Thank you, Mr. Chair. Firstly, I'd like to thank all Members and staff of the Committee of Rules and Procedures for their careful consideration of this very important issue.
In Canada all jurisdictions have legislation determining who can run for office and have prohibitions on the right of a citizen to run for office where that person has been convicted under the applicable elections legislation.
In our jurisdiction, under the Elections and Plebiscites Act and the Legislative Assembly and Executive Council Act, there is a definition as to who is eligible for election and who may serve in this Assembly. Our current legislation disqualifies candidates or Members who are convicted and imprisoned as a result of a criminal conviction, but this disqualification ends when the term of imprisonment ends and does not apply to offences which do not result in jail sentences, and a five-year prohibition on anyone convicted of a major election offence.
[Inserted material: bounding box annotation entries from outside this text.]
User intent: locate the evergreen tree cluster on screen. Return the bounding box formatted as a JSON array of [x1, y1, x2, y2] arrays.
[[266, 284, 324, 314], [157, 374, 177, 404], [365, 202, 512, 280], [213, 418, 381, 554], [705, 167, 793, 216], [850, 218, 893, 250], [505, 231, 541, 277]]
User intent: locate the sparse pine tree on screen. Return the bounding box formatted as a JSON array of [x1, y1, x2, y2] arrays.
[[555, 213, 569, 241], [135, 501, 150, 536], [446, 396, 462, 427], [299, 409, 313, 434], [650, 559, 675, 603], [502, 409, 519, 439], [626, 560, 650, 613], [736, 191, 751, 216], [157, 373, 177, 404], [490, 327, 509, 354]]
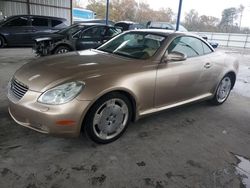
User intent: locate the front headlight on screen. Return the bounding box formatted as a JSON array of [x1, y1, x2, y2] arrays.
[[38, 81, 84, 104]]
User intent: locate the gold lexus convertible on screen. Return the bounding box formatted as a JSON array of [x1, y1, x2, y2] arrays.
[[8, 30, 239, 143]]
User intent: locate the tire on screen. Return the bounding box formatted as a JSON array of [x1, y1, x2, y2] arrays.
[[210, 75, 233, 105], [83, 93, 132, 144], [0, 36, 5, 48], [54, 46, 71, 54]]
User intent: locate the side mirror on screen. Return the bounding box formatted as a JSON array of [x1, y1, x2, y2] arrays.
[[163, 51, 187, 63], [209, 41, 219, 48]]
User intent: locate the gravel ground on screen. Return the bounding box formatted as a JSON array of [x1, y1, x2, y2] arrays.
[[0, 48, 250, 188]]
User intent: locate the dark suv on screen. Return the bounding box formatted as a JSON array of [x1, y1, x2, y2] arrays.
[[33, 23, 121, 56], [0, 15, 68, 47]]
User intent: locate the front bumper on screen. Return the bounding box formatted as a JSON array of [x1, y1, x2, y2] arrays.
[[8, 90, 90, 137]]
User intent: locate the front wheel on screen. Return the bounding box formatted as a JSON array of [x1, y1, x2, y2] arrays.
[[211, 75, 232, 105], [54, 46, 70, 54], [84, 93, 131, 144]]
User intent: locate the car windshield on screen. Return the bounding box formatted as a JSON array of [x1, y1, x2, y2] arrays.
[[57, 25, 84, 34], [97, 32, 166, 59]]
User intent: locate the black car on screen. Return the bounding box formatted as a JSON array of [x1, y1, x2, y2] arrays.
[[33, 23, 121, 56], [0, 15, 68, 47]]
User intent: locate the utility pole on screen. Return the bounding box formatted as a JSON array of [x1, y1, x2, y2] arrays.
[[106, 0, 109, 25], [176, 0, 182, 31]]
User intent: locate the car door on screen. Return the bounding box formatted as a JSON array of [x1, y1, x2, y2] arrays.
[[155, 36, 206, 107], [76, 26, 106, 50], [3, 16, 33, 46]]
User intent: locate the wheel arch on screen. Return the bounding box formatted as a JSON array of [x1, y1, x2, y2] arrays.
[[80, 88, 138, 131], [52, 43, 74, 54], [225, 71, 236, 89]]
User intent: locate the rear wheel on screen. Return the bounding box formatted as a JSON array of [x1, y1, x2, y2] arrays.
[[0, 36, 5, 48], [54, 46, 71, 54], [84, 93, 132, 144], [211, 75, 232, 105]]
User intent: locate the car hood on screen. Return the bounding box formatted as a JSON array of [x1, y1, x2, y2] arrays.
[[14, 50, 134, 92], [33, 33, 65, 42]]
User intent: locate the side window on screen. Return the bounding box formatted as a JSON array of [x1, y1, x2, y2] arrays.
[[51, 20, 62, 27], [106, 28, 120, 37], [202, 42, 213, 54], [5, 17, 29, 27], [81, 27, 105, 39], [168, 37, 204, 57], [31, 17, 49, 27]]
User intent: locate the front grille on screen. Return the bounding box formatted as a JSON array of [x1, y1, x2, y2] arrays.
[[10, 78, 29, 99]]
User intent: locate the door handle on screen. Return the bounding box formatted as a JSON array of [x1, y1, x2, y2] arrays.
[[204, 63, 212, 69]]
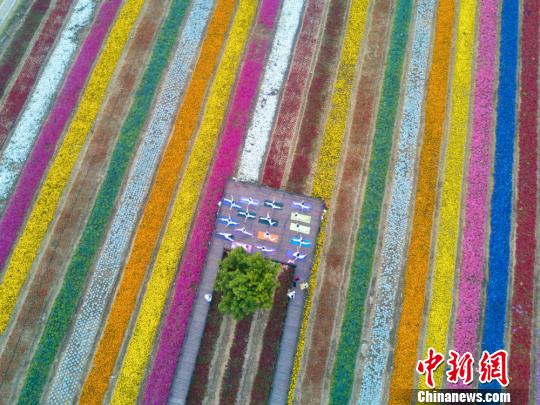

Our current legislation is similar to that of most jurisdictions and of all Canadian jurisdictions; only Nunavut and Nova Scotia have broader-based prohibitions on running for office. Under the House of Assembly Act in Nova Scotia, persons are barred from running or continuing to sit if they are convicted of an indictable offence punishable by imprisonment for a maximum of more than five years, and that prohibition lasts five years from the date of conviction. Again, we're talking about indictable offences. This proposal talks about indictable and summary conviction offences, applying to all offences.
In Nunavut, a Member convicted under the Legislative Assembly and Executive Council Act of an indictable offence is not able to be or remain to sit as a Member of their Assembly.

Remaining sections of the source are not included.